Context:
India’s industrial recovery slowed sharply in December, with output growing just 0.4% year-on-year, and manufacturing activity contracting 0.1%, as per official estimates for the Index of Industrial Production (IIP). Electricity output grew 2.8%, while mining activity rose 2.6%.
- Data shows capital goods, consumer durables output shrank signalling poor investment, consumption
Relevance:
GS-III: Indian Economy (Growth and Development of Indian Economy, Inflation)
Dimensions of the Article:
- What is Index of Industrial Production (IIP)?
- About Index of Eight Core Industries:
- Significance of IIP:
What is Index of Industrial Production (IIP)?
- The Index of Industrial Production (IIP) is an index that shows the growth rates in different industry groups of the economy in a fixed period of time.
- It is compiled and published MONTHLY by the National Statistical Office (NSO), Ministry of Statistics and Programme Implementation.

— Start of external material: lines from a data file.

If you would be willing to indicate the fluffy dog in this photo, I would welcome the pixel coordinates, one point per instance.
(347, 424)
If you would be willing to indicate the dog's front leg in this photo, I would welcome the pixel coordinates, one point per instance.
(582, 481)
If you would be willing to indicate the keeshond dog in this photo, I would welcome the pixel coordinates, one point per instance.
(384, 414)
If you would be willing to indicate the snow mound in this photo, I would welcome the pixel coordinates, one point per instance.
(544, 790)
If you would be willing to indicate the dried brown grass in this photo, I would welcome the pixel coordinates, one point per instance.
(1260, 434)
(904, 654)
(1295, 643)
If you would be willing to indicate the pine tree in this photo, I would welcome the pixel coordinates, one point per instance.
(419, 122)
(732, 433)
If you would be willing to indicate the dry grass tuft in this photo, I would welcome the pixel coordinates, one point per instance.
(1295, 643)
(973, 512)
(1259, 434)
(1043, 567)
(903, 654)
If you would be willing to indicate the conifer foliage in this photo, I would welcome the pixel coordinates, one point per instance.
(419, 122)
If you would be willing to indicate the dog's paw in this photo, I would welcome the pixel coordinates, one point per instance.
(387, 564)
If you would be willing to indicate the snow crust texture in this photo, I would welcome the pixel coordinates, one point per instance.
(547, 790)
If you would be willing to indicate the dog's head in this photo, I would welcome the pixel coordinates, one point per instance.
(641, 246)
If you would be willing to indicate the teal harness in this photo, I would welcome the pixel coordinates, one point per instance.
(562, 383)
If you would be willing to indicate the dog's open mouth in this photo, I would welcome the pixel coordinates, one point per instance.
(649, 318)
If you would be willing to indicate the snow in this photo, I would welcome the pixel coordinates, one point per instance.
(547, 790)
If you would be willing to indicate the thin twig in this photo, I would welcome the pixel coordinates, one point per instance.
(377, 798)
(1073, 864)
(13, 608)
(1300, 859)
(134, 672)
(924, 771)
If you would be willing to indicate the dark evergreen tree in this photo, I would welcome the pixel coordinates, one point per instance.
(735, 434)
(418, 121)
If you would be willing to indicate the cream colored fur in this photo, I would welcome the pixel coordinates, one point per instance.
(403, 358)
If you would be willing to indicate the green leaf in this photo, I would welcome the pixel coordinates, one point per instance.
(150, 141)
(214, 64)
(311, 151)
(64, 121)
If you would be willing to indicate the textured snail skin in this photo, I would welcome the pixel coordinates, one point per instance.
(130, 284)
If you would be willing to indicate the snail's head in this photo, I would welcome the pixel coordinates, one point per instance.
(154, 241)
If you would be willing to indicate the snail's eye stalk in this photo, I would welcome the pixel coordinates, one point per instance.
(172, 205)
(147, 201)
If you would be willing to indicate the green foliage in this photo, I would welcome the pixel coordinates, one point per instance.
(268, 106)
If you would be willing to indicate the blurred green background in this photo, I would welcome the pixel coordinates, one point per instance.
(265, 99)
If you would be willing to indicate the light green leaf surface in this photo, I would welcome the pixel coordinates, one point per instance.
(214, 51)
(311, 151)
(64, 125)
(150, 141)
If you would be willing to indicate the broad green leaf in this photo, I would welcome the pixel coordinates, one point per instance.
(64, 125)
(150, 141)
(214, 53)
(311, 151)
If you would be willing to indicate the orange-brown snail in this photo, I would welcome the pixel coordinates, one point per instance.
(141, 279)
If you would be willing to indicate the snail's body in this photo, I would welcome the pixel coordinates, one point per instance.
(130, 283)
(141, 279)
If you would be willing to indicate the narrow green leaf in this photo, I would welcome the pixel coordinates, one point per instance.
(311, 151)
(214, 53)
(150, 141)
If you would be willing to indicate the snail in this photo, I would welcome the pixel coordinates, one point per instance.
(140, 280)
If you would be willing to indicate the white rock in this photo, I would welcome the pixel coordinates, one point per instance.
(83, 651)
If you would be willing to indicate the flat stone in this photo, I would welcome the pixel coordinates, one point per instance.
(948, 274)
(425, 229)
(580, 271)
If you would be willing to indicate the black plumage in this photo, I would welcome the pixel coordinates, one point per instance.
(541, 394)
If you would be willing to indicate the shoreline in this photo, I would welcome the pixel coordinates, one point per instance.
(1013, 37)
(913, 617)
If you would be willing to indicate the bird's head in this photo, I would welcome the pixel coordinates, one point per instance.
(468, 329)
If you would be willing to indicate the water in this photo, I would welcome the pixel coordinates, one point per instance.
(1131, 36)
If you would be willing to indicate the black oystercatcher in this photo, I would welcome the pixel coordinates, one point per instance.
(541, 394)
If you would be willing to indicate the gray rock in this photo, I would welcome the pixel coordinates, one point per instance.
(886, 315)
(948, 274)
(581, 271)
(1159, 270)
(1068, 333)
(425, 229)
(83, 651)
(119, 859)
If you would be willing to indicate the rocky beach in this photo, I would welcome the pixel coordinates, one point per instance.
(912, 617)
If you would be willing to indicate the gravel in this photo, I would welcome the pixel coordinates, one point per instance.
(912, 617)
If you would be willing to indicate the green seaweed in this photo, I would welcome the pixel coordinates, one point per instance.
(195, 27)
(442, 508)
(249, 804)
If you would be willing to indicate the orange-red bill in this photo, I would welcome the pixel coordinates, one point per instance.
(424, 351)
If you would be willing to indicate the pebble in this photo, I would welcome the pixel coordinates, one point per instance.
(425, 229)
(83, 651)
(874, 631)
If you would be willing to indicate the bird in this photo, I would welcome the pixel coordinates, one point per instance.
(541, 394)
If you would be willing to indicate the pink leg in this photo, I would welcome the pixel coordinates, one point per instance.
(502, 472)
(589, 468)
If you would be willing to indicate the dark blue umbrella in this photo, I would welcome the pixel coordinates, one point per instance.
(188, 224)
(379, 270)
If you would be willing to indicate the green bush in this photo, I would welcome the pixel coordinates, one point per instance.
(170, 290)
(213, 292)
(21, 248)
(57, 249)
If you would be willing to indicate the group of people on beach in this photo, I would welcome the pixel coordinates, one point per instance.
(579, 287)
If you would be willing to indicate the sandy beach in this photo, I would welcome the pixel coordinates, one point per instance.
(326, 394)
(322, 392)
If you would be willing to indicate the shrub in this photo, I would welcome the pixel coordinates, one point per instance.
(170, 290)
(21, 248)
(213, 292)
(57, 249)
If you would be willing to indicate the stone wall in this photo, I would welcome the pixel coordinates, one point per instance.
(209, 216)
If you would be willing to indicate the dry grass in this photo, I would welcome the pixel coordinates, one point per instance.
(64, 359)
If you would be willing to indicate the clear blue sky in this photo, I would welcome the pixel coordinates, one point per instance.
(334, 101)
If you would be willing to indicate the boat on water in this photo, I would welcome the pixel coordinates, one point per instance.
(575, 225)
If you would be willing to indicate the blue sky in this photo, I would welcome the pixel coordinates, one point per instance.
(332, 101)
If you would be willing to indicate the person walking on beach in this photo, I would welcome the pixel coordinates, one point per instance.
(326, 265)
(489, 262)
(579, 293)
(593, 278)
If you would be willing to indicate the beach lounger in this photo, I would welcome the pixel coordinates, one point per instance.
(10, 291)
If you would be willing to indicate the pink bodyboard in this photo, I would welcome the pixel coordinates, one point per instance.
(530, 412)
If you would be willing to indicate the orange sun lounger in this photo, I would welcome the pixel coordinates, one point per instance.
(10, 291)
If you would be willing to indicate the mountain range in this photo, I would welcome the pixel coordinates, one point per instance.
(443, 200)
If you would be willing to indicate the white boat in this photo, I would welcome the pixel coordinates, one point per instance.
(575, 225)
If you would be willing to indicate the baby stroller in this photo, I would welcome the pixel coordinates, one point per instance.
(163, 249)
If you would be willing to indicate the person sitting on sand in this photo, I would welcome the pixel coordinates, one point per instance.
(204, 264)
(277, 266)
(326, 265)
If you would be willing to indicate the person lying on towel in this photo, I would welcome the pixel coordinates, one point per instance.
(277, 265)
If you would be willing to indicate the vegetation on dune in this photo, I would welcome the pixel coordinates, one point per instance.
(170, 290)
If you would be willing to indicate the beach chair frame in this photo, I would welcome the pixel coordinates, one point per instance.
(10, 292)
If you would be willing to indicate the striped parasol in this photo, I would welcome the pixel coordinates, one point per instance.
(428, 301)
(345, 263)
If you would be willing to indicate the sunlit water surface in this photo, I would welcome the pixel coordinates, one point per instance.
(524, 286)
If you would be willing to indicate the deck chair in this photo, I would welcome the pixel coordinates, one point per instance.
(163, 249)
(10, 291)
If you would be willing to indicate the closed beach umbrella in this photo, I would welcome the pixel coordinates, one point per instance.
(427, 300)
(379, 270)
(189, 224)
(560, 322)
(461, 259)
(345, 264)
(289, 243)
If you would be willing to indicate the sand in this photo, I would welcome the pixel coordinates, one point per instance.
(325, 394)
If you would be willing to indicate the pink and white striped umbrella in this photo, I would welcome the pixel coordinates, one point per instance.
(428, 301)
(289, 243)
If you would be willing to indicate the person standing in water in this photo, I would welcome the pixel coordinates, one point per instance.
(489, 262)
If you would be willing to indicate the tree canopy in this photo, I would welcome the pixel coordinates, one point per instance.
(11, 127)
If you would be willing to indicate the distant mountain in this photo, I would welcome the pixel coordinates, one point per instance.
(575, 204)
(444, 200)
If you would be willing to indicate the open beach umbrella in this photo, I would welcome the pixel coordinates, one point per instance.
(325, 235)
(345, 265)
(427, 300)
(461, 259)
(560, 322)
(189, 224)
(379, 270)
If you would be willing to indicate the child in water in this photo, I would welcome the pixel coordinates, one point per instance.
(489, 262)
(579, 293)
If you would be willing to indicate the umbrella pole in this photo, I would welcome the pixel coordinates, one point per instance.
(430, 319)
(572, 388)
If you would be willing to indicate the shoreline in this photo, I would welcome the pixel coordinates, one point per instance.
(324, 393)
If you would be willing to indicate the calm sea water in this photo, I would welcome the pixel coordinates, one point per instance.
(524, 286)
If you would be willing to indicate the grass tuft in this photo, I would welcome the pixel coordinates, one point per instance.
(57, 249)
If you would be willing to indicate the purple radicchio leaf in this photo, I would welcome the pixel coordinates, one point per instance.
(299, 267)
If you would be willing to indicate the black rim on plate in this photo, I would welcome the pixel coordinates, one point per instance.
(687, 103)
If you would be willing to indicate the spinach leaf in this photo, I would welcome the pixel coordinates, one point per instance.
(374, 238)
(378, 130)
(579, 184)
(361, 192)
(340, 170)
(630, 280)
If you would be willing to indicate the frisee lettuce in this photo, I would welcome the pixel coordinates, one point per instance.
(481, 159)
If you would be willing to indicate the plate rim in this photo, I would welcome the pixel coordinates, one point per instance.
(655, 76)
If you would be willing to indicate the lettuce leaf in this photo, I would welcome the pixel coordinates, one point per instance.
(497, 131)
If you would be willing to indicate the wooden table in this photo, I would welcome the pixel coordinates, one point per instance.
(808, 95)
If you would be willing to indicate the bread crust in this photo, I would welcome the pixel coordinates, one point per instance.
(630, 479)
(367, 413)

- Base Year for IIP is 2011-2012.
- IIP is a composite indicator that measures the growth rate of industry groups classified under:
- Broad sectors, namely, Mining, Manufacturing, and Electricity.
- Use-based sectors, namely Basic Goods, Capital Goods, and Intermediate Goods
About Index of Eight Core Industries:
- The Eight Core Industries comprise 40.27% of the weight of items included in the Index of Industrial Production (IIP).
Released by: The Office of the Economic Adviser, Department for Promotion of Industry and Internal Trade
Base year: 2011-12
Below image attached Eight Core Industries based on their weightage.
Significance of IIP:
- IIP is the only measure on the physical volume of production.
- It is used by government agencies including the Ministry of Finance, the Reserve Bank of India, etc., for policy-making purposes.
- IIP remains extremely relevant for the calculation of the quarterly and advance GDP estimates.